8. The method according to claim 1, characterized in that, The step in S4 of smoothly truncating or correcting the out-of-bounds command based on the predefined equipment safety operation constraint envelope includes: Based on the constraints of equipment safety operation parameters, a safety operation constraint envelope is defined in a multidimensional control parameter space; The control parameter correction values ​​are input into the device dynamic model for virtual simulation to predict the process state after execution. If the predicted state exceeds the safe operating constraint envelope, the optimal correction point is found within the safe boundary using a constraint optimization algorithm. Based on the optimal correction point, a smooth transition instruction is calculated, and the final execution instruction is generated.

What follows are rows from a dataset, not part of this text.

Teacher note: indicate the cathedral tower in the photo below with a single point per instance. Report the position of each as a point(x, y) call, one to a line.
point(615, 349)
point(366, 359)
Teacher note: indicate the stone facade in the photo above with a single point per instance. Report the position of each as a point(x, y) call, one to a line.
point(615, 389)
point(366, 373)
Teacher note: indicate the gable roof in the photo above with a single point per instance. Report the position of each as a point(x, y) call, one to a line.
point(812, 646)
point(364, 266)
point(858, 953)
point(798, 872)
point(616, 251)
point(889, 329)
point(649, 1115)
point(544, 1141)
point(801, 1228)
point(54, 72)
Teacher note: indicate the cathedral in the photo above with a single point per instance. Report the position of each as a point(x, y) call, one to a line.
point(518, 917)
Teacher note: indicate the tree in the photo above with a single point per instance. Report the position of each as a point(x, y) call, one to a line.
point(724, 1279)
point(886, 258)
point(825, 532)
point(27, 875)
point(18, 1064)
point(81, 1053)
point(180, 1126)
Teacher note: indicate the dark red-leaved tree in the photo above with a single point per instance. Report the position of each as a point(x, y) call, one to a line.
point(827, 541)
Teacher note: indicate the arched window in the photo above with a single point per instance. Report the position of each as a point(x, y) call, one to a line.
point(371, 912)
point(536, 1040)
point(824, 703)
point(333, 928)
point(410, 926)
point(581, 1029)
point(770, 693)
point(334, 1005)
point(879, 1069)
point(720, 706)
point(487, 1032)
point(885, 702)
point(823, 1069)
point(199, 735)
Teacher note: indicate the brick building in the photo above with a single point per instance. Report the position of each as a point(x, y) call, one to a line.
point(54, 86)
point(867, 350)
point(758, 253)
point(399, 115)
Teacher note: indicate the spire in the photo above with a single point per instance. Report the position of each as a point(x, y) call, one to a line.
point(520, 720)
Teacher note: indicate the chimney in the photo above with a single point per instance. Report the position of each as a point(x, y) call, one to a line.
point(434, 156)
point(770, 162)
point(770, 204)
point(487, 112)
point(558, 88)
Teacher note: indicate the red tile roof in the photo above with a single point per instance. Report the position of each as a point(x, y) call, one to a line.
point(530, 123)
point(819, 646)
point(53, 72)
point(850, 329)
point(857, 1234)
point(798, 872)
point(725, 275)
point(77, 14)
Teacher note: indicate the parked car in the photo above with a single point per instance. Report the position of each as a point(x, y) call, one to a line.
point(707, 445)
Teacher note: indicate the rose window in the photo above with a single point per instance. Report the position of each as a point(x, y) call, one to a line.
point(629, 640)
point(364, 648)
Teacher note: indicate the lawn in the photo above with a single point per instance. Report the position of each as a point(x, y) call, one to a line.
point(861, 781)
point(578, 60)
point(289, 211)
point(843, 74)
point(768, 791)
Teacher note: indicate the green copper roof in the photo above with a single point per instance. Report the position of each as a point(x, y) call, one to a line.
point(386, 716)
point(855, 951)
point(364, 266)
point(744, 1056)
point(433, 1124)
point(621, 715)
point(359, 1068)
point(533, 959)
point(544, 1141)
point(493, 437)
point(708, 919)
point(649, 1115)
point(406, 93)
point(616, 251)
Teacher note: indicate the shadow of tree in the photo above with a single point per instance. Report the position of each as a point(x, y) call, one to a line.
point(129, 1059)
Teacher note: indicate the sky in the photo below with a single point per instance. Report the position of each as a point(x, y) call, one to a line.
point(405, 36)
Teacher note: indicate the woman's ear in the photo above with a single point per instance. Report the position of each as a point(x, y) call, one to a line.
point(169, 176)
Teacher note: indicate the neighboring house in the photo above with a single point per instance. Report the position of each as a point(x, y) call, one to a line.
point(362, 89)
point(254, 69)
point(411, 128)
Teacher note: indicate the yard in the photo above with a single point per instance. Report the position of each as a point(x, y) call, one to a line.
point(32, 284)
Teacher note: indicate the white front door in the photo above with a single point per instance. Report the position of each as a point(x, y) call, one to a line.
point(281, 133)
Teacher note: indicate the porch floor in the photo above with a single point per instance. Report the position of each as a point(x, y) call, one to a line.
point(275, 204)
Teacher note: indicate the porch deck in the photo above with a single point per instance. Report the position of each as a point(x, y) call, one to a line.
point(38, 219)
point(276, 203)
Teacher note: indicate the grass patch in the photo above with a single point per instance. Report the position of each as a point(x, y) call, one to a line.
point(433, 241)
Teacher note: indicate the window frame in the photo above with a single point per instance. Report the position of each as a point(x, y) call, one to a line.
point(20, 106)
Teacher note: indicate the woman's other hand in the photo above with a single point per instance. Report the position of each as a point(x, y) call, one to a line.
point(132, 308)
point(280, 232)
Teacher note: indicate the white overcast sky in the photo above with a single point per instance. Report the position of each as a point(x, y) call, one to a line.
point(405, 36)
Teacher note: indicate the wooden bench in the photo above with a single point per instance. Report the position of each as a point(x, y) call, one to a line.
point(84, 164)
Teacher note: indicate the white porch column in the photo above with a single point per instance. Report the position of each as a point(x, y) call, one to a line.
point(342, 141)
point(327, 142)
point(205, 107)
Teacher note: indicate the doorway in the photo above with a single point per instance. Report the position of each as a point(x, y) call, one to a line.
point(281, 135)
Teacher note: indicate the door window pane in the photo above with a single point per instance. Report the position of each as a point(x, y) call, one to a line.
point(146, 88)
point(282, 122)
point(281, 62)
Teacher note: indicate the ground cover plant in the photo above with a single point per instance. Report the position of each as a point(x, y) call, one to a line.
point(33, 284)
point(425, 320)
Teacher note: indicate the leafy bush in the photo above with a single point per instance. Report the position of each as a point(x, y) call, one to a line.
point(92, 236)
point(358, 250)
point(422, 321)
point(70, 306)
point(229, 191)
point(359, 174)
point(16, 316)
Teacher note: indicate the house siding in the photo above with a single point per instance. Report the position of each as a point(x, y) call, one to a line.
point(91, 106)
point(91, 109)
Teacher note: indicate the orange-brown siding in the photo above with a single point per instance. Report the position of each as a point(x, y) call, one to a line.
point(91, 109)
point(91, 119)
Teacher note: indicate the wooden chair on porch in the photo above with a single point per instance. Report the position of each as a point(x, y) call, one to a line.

9. The method according to claim 1, characterized in that, Step S5 includes: Capture a status snapshot containing the current membrane quality deviation value, real-time readings of each sensor, and control command increments; The marginal contribution value of each control parameter adjustment to the correction of film performance deviation is calculated using a pre-trained contribution analysis model, and the marginal contribution value is normalized into a contribution weight. Based on the anomaly type in the identification results, and combined with the contribution weight and physical semantic mapping table, a natural language explanation text containing anomaly root cause description and parameter adjustment contribution is generated. When the identification result indicates a measurement anomaly, standard maintenance actions and their standard durations are extracted from the maintenance action database according to the corresponding sensor type, and the estimated maintenance time is obtained by accumulating them. The estimated maintenance time is then added to the explanation report as a maintenance guide.

10. An electronic device comprising a processor and a memory, the memory storing a computer program, characterized in that, When the processor executes the computer program, it implements the method as described in any one of claims 1 to 9.